The second reason is that Meddling Futures, the replacement for the ancestor oracles' old curse, is bad. Meddling Futures has a 1 in 4 chance of getting what you really want, as opposed to the curse which had a 50-50 shot. You can't try to get ready for your action since you only know what is prescribed on that action, as opposed to the curse telling you at the end of your previous turn. Meddling Futures can shut down any action that isn't the prescribed action, so you can't dodge the effect by Raising a Shield or other useful actions that weren't penalized with the curse.
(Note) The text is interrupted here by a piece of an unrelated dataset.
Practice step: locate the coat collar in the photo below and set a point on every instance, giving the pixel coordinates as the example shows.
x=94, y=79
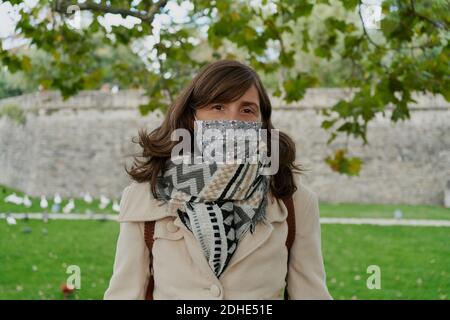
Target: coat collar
x=138, y=204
Meddling Futures has some positives, in that it can only shut down one action (unless you try to use an activity like a spell cast) and that you choose when you gamble on it instead of always having it going. But when is it actually good to gamble on getting an improved action vs potentially losing an action? More importantly, how does that math change when taking the gamble costs you?
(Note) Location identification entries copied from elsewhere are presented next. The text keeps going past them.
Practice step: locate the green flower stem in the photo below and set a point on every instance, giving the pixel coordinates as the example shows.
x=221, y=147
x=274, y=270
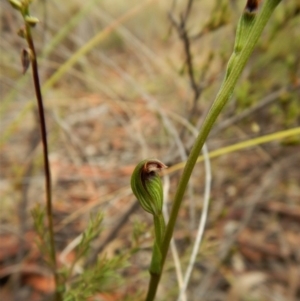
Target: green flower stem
x=220, y=101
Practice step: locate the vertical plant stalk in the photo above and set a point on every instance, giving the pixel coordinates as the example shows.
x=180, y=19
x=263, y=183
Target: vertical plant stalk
x=222, y=97
x=48, y=189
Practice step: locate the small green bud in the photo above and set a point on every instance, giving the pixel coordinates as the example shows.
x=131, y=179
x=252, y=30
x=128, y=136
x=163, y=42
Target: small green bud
x=32, y=21
x=146, y=185
x=26, y=56
x=16, y=4
x=22, y=32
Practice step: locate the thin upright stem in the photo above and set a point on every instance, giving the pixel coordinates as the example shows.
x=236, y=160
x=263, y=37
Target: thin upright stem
x=219, y=103
x=43, y=131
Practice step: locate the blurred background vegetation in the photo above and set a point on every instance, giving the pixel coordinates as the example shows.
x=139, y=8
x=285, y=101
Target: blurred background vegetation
x=115, y=83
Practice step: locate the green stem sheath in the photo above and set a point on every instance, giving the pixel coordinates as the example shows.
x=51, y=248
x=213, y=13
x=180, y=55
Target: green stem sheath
x=219, y=103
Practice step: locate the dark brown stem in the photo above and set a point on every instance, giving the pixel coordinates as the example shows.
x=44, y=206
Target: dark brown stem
x=43, y=131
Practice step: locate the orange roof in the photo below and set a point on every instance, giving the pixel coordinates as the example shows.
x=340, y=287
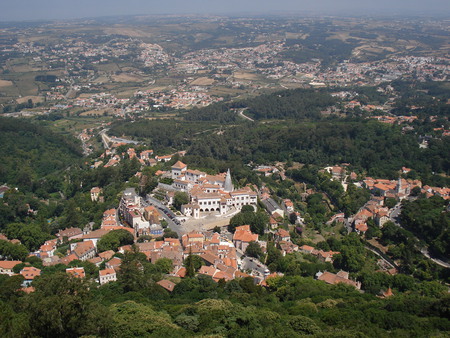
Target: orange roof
x=306, y=248
x=167, y=284
x=76, y=272
x=283, y=233
x=181, y=272
x=179, y=165
x=115, y=261
x=106, y=254
x=244, y=235
x=107, y=271
x=362, y=227
x=66, y=260
x=29, y=272
x=9, y=264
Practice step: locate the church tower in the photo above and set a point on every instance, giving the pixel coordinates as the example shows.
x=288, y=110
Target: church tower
x=228, y=187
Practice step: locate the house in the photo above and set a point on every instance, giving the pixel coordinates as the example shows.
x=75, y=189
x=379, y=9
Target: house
x=282, y=235
x=95, y=236
x=69, y=234
x=83, y=250
x=167, y=284
x=109, y=218
x=340, y=277
x=243, y=236
x=106, y=255
x=288, y=205
x=307, y=249
x=76, y=272
x=6, y=267
x=29, y=273
x=178, y=169
x=272, y=207
x=114, y=263
x=95, y=194
x=107, y=275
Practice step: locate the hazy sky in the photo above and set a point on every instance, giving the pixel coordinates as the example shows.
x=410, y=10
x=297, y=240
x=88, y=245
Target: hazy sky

That's really the rub, Meddling Futures just isn't good enough for a cursebound feat. It gets outcompeted for damage by Foretell Harm and Whispers of Weakness eats its lunch on some skill checks as well as for Strikes (and some other attack trait actions as well). If the idea is that because the feat has a wider variety of bonuses it should cost more, then there needs to be some kind of reliability to getting what you want when you need it otherwise it is just more chances to get wrecked. If an ability is going to unreliably give me a smaller effect than an ability that is cheaper to get and reliable, then that first ability needs a change.
Maybe make the effect more reliable, roll d4s equal to your cursebound value and pick one. Maybe drop the cursebound trait, weaker effects feel justified if they don't increment cursebound. Maybe if you don't use the action during your turn you flat check vs stunned 1 at the end of your turn, getting to choose when you use the action once you know what it is makes the bonus far easier to use. Maybe something else, I'm sure there are upgrades more clever and balanced than those. Maybe its too late for errata to improve it. But I think an upgrade is required for this to not be a dead feat and a dead play style.